Monterosso is the largest village in Cinque Terre and attracts the most tourists due to its stunning beach, which is where we spent the bulk of our day. Our tour guide insisted we follow him to a great spot, and since he wasn’t wrong about the pesto pizza place, we were inclined to follow him. After about a thirty second walk from the train station, we arrived at a bar that looked like it would fit in better in Hawaii, not Italy, but still, we continued. The bar, Colpi di Timone, was famous for its drunk buckets- huge frozen mixed drinks that came in big plastic buckets, perfect for when you want a cold drink on the beach that will last you all day so you don’t have to keep going back. The crowd favorite drink was the Miami Vice, a bucket that was half strawberry daiquiri, half piña colada, but I opted for the margarona, a frozen lemon-lime margarita topped off with an ice cold Corona.

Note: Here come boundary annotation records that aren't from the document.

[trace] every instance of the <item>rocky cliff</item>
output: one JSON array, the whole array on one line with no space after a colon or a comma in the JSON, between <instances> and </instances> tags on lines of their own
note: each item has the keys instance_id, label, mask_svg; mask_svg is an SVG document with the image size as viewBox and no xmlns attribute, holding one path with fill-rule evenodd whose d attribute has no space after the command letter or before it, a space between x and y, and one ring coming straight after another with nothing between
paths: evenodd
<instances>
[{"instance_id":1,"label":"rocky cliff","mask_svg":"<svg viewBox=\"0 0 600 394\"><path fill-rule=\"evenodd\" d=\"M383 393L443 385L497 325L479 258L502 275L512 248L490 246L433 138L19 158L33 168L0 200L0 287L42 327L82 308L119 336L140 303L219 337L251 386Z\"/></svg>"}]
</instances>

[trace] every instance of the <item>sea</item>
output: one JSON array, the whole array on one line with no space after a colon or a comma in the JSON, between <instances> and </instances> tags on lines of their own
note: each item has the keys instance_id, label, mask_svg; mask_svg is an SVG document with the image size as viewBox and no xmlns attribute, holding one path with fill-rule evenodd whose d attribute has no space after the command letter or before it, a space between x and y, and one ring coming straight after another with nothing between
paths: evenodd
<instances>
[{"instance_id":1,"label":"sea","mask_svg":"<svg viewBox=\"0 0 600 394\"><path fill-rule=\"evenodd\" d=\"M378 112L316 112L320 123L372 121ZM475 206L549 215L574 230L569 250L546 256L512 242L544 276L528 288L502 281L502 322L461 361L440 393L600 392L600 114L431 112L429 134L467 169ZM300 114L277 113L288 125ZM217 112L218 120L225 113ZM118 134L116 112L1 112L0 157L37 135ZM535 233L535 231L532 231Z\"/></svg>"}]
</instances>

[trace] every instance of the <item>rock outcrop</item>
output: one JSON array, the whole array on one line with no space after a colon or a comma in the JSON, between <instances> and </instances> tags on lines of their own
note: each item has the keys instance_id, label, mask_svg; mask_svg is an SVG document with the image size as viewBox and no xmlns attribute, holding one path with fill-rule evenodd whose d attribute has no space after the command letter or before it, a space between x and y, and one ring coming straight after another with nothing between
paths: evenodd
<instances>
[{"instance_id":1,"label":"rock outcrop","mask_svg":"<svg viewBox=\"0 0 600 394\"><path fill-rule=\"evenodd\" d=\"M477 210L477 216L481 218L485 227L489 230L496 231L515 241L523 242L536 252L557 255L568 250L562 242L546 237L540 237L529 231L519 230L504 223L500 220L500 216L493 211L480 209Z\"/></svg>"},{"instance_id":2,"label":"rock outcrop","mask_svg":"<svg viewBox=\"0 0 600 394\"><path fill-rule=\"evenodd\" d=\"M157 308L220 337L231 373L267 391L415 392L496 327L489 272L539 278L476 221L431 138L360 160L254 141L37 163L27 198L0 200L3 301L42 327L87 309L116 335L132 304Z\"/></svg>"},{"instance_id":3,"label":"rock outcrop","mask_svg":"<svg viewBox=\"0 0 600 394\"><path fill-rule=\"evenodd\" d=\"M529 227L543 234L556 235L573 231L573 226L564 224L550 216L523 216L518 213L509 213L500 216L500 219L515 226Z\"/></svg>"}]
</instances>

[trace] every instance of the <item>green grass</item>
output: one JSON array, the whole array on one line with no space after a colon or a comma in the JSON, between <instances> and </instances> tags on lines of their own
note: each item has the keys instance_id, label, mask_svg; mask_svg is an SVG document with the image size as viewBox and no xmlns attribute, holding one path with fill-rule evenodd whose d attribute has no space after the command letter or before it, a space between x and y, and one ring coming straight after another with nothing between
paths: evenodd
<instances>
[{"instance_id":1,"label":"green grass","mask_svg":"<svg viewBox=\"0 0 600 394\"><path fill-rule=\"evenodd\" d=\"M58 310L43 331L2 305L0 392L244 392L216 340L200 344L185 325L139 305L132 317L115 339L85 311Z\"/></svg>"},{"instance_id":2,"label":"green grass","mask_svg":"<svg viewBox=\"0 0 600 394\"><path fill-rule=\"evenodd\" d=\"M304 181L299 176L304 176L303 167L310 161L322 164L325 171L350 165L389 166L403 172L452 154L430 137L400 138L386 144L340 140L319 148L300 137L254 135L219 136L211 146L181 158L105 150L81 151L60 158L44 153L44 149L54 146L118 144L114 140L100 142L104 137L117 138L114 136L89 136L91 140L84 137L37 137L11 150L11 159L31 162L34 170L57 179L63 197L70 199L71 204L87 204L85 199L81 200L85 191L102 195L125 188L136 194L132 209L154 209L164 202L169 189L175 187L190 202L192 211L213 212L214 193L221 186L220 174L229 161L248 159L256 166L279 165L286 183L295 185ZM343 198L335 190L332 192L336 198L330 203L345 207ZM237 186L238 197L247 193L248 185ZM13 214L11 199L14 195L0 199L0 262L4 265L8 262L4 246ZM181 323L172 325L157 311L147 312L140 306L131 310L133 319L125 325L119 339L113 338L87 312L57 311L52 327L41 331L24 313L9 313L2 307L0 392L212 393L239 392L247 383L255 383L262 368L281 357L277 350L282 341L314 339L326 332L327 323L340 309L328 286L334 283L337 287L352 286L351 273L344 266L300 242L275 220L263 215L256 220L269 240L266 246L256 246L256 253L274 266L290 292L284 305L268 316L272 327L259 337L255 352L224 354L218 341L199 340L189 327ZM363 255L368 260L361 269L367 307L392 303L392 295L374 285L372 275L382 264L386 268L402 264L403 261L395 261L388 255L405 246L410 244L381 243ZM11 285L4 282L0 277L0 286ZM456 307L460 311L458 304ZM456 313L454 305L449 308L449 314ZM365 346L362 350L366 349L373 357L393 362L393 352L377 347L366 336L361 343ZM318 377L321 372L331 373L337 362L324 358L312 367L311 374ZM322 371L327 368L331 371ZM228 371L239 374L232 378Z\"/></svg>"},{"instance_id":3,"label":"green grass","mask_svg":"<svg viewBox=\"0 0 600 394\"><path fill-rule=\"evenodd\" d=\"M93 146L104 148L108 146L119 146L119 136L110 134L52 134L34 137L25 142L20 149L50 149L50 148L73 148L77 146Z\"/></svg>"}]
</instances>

We hauled our giant buckets down to the crowded beach and squeezed our towels together into a tiny piece of unclaimed beach, dropping our belongings and making a beeline for the water. While the beach is rocky and a bit painful to walk on, the water makes it well worth it. The water was so unbelievably warm and clear that it was impossible to get us to leave. The extra salinity of the Mediterranean came in handy by allowing us to simply float all afternoon long, laughing, talking, and taking in the stunning mountains and colorful buildings around us. A few people in our group wanted to stay on the shore and tan, which was definitely a relief because the New Yorker in me was not about to just let my bag sit out unguarded on a busy beach!
After about three hours of enjoying the beach, it was time for us to head back home, but first, we changed out of our suits and grabbed some food for our drive home. I opted for the focaccia with goat cheese, arugula, and tomato, which was so pretty but was devoured before I could even think to get a picture. Unfortunately, while trying to juggle all of my sandy belongings while paying for my food, I dropped my phone, shattering the bottom part of the screen. My little black case from the Apple store has protected me countless times in the past, but was just no match for the Tuscan cobblestone. Regardless, it was an awesome day and definitely one of my new favorite places. Now I’m doing whatever it takes to get back onto a beach, including telling my dad to look into sailboat charter places on the Italian Riviera.
As I mentioned in the beginning, I’ve totally been slacking on getting these up on time, so expect a ton of posts this week as I get ready to head to Oktoberfest this Friday, and then Paris and Ireland the following week.